Vendored Mirrors (tier: vendor)
Sometimes a realm needs to deploy manifests it does not author β an upstream operator's CRDs + controller, a third-party chart's raw YAML, anything where the bytes are owned elsewhere but a GitOps deploy needs them at a pinned version. The naive options both have real costs:
- Vendor the files into a component repo you maintain. A single operator's CRDs can be tens of thousands of lines. They dwarf your own code on contribution/LOC stats, bloat code-review (and review-bot context budgets), and can choke IDE/agent indexers β all for bytes you never edit and review adds nothing to.
- Sync ArgoCD straight from the upstream GitHub URL. Reproducibility now depends on the internet and on an upstream tag staying immutable, and a foundational app reaches outside your trust boundary on every refresh.
The vendor role is the third option: a realm declares the upstream repo as its own component (tier: vendor), held as an individual, intact mirror β full history and tags β under the realm's org. The bytes live in a dedicated repo that isn't one you maintain, so they never touch your maintained repos' stats, review surface, or local indexers, while staying first-class in the workspace:
ws clonefetches the mirror naturally alongside every other component, so a from-scratch workspace gets it without special steps.- Hydration (the GitOps source-of-truth push β SiliconSaga's seed-Gitea flow) pushes the mirror's real history and tags (not the orphan-commit snapshot used for maintained repos), so an in-cluster ArgoCD app can pin an exact upstream tag (
targetRevision: <tag>) against the local copy. - Not an ArgoCD app itself. A mirror is a source repo, not a deployable β like the other non-deployable tiers (
supporting/test), nothing generates anApplicationfor it. It reaches a cluster only through a real component's app that pins it (e.g.repoURL: <git-host>/<mirror>.git,targetRevision: <tag>); the pin lives on that consuming app, not inecosystem.yaml. - Updating is re-syncing the mirror from upstream and bumping the pin β the same deliberate, auditable upgrade ceremony as vendoring, just relocated out of the maintained tree.

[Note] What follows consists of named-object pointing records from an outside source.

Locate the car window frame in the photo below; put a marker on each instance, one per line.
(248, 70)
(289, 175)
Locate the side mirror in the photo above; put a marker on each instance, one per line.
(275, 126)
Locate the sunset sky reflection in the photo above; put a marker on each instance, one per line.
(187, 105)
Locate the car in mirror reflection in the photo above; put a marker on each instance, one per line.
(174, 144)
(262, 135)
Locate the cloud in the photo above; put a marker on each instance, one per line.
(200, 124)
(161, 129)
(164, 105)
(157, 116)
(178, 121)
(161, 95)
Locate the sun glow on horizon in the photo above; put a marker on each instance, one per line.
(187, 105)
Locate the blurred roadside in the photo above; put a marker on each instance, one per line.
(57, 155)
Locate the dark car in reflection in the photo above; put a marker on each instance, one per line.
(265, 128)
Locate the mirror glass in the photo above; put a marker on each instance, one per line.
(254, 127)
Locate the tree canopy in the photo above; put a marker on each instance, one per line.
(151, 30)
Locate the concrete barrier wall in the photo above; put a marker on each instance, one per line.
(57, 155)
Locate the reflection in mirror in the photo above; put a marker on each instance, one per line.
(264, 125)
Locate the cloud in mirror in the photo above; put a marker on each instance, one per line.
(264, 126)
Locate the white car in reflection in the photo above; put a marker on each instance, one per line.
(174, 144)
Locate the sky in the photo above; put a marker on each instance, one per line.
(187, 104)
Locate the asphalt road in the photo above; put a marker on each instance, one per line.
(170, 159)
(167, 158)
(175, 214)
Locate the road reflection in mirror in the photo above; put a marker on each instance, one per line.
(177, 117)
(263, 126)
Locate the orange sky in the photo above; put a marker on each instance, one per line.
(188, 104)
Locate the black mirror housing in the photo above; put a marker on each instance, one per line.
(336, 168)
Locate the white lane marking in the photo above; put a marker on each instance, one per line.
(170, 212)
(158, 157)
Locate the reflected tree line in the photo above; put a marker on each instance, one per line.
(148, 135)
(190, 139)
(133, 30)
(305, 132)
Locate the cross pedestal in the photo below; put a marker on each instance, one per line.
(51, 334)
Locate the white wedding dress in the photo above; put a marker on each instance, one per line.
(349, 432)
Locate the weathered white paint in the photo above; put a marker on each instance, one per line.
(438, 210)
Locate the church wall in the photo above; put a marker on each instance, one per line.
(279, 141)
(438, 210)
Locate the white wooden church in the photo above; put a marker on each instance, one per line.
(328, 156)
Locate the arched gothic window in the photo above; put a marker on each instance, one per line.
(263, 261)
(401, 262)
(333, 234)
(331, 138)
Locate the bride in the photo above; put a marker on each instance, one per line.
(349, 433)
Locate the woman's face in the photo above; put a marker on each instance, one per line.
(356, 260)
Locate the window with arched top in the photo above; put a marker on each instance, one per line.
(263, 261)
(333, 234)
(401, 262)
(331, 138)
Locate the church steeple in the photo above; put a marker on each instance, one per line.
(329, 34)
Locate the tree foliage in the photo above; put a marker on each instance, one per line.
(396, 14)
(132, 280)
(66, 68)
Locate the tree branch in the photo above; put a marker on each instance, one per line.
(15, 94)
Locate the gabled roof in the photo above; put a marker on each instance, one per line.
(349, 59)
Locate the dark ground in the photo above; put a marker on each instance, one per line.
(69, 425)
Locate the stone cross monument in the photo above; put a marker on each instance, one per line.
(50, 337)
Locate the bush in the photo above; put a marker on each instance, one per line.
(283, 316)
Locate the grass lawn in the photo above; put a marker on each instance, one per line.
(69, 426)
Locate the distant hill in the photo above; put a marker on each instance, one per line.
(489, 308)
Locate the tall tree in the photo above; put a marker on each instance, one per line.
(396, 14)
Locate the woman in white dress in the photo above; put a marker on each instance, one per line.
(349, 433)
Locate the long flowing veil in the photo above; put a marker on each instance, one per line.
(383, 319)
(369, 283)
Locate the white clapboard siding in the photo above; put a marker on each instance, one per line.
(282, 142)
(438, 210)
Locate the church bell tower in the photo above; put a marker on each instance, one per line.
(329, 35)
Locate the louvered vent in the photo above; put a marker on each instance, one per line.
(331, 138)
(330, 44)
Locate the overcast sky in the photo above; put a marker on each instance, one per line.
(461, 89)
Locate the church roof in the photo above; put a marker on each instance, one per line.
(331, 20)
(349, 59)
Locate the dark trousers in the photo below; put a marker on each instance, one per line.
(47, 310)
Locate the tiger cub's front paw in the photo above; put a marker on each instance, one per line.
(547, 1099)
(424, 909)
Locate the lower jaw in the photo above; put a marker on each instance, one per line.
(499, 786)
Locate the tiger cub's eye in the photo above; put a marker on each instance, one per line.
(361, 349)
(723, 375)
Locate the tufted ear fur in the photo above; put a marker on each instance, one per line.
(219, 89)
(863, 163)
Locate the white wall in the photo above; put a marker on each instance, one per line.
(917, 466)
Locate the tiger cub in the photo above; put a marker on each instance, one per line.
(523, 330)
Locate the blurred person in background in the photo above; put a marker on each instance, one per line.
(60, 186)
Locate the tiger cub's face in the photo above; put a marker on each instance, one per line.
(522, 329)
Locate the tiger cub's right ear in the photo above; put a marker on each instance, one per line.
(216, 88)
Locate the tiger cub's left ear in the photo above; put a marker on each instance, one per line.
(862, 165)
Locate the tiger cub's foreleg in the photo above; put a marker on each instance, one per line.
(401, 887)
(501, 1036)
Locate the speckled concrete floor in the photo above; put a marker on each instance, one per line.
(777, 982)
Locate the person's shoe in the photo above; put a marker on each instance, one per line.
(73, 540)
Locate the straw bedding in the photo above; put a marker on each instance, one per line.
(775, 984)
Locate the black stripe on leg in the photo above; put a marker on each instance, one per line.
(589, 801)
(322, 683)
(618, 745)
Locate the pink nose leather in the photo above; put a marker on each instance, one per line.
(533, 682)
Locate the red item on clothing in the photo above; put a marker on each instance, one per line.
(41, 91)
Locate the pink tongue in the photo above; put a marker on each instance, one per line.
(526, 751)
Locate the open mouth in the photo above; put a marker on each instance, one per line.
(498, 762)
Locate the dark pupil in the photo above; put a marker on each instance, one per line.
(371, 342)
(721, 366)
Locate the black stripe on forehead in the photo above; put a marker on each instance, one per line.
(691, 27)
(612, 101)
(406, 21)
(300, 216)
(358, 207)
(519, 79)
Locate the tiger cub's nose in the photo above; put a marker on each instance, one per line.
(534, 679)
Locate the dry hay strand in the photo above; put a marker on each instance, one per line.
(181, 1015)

A vendor mirror is read-only: never commit local edits to it (that would fork it from upstream). If you need to modify upstream manifests, that's a real component you maintain, not a mirror. Whether mirrors stay manually re-synced or become self-maintaining (e.g. a platform Git host's native pull-mirror feature) is a realm-infrastructure choice, not a GDD-framework concern.
SiliconSaga worked example: the Keycloak operator ships as the
keycloak-k8s-resourcesvendor mirror, pinned to a tag by Nidavellir'skeycloak-operatorArgoCD app β keeping ~18k lines of operator CRD schema out of the Nidavellir repo entirely. Upstream Yggdrasil declares no vendor components itself; the role exists in the framework for any realm to use.
Related Docs
docs/gdd/index.mdβ Guardian Driven Development overview.docs/dev-setup.mdβ required tools (bash, git, yq, jq, gh/glab, optional uv).docs/ws-cli-guide.mdβ fullwsCLI reference.- For the SiliconSaga-flavoured concrete stack: SiliconSaga/realm-siliconsaga:
docs/stack.mdand the per-tier docs alongside it (locally atrealms/realm-siliconsaga/docs/stack.mdonce you've cloned the realm).